“I will restore to you the years that the swarming locust has eaten, the hopper, the destroyer, and the cutter, my great army, which I sent among you. You shall eat in plenty and be satisfied, and praise the name of the LORD your God, who has dealt wondrously with you. And my people shall never again be put to shame. You shall know that I am in the midst of Israel, and that I am the LORD your God and there is none else. And my people shall never again be put to shame.” (Joel 2:25-27)
The lonely hours of bedtime, when the desolation of the lives we had built and lost presses down on us, are sometimes hard to bear. If one has endured these hours over the course of months and years, one can achieve something like a resignation, which dulls the pain that once was sharp and dries the tears that once flowed more freely. As time passes, the righteous indignation gives way to a seed of humility. The threads of choices and responsibilities, actions and reactions, are not easily untangled. Choices made in innocence can still be far from wise, and actions follow reactions down the corridors of the years, the flow of human freedom channeling rivers whose force leads us down through a countryside we had no intention of ever visiting. And in these quiet and solitary hours of nighttime in the far country, we feel the locust plague.

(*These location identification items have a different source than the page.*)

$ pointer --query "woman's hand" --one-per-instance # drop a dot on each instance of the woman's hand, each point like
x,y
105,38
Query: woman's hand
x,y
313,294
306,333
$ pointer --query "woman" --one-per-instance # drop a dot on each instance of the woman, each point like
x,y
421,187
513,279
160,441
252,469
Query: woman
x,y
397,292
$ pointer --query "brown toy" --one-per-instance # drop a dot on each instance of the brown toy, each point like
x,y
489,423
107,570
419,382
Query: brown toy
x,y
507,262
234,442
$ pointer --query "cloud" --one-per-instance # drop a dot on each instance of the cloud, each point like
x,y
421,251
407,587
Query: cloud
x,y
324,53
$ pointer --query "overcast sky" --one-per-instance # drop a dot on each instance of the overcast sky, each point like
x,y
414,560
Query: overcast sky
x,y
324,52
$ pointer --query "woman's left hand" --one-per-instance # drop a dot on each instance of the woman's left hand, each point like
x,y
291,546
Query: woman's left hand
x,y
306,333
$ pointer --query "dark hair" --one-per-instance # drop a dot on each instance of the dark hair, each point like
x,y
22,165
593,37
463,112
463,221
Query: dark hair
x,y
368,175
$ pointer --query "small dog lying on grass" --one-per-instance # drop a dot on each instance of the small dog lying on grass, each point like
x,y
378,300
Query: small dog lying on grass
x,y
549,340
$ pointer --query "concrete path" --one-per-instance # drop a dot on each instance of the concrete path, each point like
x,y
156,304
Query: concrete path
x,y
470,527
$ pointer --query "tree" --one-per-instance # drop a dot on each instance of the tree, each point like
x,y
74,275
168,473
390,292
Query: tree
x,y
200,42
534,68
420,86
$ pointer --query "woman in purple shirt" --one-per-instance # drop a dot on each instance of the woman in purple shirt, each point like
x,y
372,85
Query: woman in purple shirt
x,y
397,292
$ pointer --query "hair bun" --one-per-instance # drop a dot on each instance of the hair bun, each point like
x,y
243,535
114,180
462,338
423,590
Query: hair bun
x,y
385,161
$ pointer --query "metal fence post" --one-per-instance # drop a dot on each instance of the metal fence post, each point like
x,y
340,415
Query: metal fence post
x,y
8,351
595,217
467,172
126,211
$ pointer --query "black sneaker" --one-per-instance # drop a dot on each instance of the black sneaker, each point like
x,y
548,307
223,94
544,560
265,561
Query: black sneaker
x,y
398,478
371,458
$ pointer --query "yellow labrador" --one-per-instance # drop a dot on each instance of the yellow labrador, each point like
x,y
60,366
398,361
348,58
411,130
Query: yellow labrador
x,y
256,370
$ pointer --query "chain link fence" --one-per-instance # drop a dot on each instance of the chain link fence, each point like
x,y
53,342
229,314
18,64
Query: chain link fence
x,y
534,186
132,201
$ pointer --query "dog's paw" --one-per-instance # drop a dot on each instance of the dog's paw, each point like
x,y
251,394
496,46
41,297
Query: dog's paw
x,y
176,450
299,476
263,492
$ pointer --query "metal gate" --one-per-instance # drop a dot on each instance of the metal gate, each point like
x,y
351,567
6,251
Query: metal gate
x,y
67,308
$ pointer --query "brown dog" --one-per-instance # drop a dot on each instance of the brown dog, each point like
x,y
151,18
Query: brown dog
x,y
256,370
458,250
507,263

The ingenuity of God is rooted in his infinite love. Though he will love us deeply enough to let us end our lives crucified on a bare Judean rock, he will love us fiercely enough and with boundless creativity so that we are crucified next to the One who can promise “Today you will be with Me in Paradise.” There is no getting around this. God’s love is never exhausted, and all our efforts to wreck our lives cannot surpass his craftiness. He is a wily Lover who will pursue us and woo our hearts down to our final breath.
We do not see this in the midst of his discipline. Despite ample illustrations in our recent memory of his deliverance, he will still allow us to wet our toes on the seashore with death breathing down our necks, before he splits the ocean wide that we may dance and sing across his pathways. If we will in our lack of courage and inertia find ourselves lagging, his angels’ hands will pull us from our folly lest the fire rain down on us. We will see it as painful and as his judgment. Until the light of destruction’s fires reveal to us his mercy. Sometimes he has to knock us from our horse and blind us so he can get us to where we should be going and where we may finally see things right.

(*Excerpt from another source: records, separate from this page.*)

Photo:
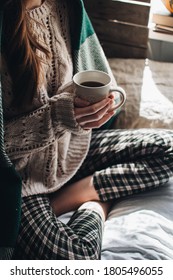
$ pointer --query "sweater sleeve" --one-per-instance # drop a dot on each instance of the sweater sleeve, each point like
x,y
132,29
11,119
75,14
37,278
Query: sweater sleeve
x,y
36,130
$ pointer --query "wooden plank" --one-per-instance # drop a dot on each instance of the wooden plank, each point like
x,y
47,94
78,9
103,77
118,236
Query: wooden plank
x,y
117,32
123,51
129,11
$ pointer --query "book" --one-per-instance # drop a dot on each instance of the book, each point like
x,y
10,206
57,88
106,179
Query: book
x,y
166,20
163,29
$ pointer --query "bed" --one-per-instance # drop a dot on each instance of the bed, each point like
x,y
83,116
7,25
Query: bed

His timetable is not ours. Which is why the endurance of many lonely bedtimes can devour hope. It is hard to remember that God is a God of surprises. Old women bear babies. Armies run away in the middle of the night. A virgin teenage girl bears the Living God in her womb. Nothing is impossible with God. And reversal is his specialty. The mighty are cast down. The lowly lifted up. The poor shall eat and be satisfied, but the rich are sent empty away. Dreams die. Hope fades. Faith is almost gone. The gaze out the window is replaced by the shrug of bent shoulders. And the next thing one knows, hysterical women are speaking of an open tomb. That stands empty.